Starred review from September 26, 2011
Forget those NASCAR wimps; the European and Latin American sports scar and Formula One circuit of the 1950s is where real men raced—and died—according to this high-octane racing saga. Cannell (I. M. Pei: Mandarin of Modernism) follows two drivers for the Ferrari team: the steady American master-technician Phil Hill and a charismatic German bat-out-of-hell with the sublime name of Count Wolfgang von Trips.

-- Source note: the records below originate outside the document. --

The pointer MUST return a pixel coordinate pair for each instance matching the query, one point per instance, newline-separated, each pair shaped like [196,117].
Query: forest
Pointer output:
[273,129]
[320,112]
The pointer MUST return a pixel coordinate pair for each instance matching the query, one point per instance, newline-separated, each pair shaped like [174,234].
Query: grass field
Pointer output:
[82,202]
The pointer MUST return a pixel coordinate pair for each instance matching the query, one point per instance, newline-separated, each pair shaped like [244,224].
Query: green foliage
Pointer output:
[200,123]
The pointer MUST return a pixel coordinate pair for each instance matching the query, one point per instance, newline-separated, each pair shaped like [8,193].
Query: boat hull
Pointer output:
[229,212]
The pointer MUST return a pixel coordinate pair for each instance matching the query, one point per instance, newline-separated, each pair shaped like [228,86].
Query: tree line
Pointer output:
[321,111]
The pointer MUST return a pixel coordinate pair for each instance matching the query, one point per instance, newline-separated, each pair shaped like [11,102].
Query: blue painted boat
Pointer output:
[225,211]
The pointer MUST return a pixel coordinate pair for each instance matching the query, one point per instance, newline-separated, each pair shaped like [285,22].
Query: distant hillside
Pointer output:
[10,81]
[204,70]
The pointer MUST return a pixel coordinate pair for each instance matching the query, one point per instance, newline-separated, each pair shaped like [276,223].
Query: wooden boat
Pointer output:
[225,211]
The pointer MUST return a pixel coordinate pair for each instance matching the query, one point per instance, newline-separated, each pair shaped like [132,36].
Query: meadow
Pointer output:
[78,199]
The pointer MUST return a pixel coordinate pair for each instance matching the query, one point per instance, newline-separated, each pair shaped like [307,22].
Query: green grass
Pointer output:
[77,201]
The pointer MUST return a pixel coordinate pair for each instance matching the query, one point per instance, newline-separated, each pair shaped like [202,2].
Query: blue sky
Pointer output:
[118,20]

Driving day and night at insane speeds through cramped streets and blind curves without seat-belts or roll-bars, the two fight a war of attrition as dozens of competitors and teammates are mangled, cut in half, and burned alive in crashes. (Just watching the races was so lethal—“the hood spun loose and sliced through the crowd like a giant scythe, decapitating a row of spectators”—that the Vatican denounced them.) The author revs the narrative with greasy atmospherics and colorful figures like the Bond villainish motor mogul Enzo Ferrari—“What a pity. What about the car?” was his eulogy for a dead driver. There are also tales of womanizing, great stoicism, and a few pit stops for Nietzschean bombast: “It is danger and the insistent proximity to death that most ennobles the soul.” Cannell’s full-throttle epic leaves you breathless. Photos.



Kirkus

October 1, 2011
Vivid biography of a fast-and-furious competitor on the Grand Prix racing circuit. Former New York Times editor Cannell (I.M. Pei: Mandarin of Modernism, 1995) freely admits to not owning a car nor considering himself a particularly "impassioned driver," yet his biography of Phil Hill, a California mechanic who became the only American-born driver to win the Formula One Drivers' Championship Grand Prix, is a passionate, ambitious work. The author retraces Hill's youth, eager to escape the grip of his domineering, argumentative parents as a kid maturing in Depression-era Southern California. An early infatuation with cars found him tinkering with engine parts rather than playing team sports. An indifferent college student, Hill soon dropped out to work as a mechanic and international motor salesman, a livelihood that financed his first flashy European sports-car purchase. Time spent as a Jaguar trainee spawned some accomplished racing of his own throughout his eventful mid 20s, a time when both of his parents died within months of each other and the racing enthusiast became plagued with anxiety spells. Cannell astutely draws on a wealth of sports publications, memoirs and magazines to convey Hill's distinctive passion for the raceway and his competitive nature that belied a reputation for being kindhearted, timid and prone to severe stress. Hill climbed the ranks as a Ferrari rookie driver and meticulous automotive diagnostician, and was soon joined by crash-prone German nobleman teammate Count Wolfgang von Trips. Winning the Italian Grand Prix in 1961 proved to be the bittersweet pinnacle of Hill's career as von Trips died in the same race in a tragic spinout that also killed 15 spectators. Cannell doesn't lean on the crutch of exposition to convey Hill's intrepid, sporty story, demonstrating great talent as a biographer. A crisply written, effectively compelling chronicle.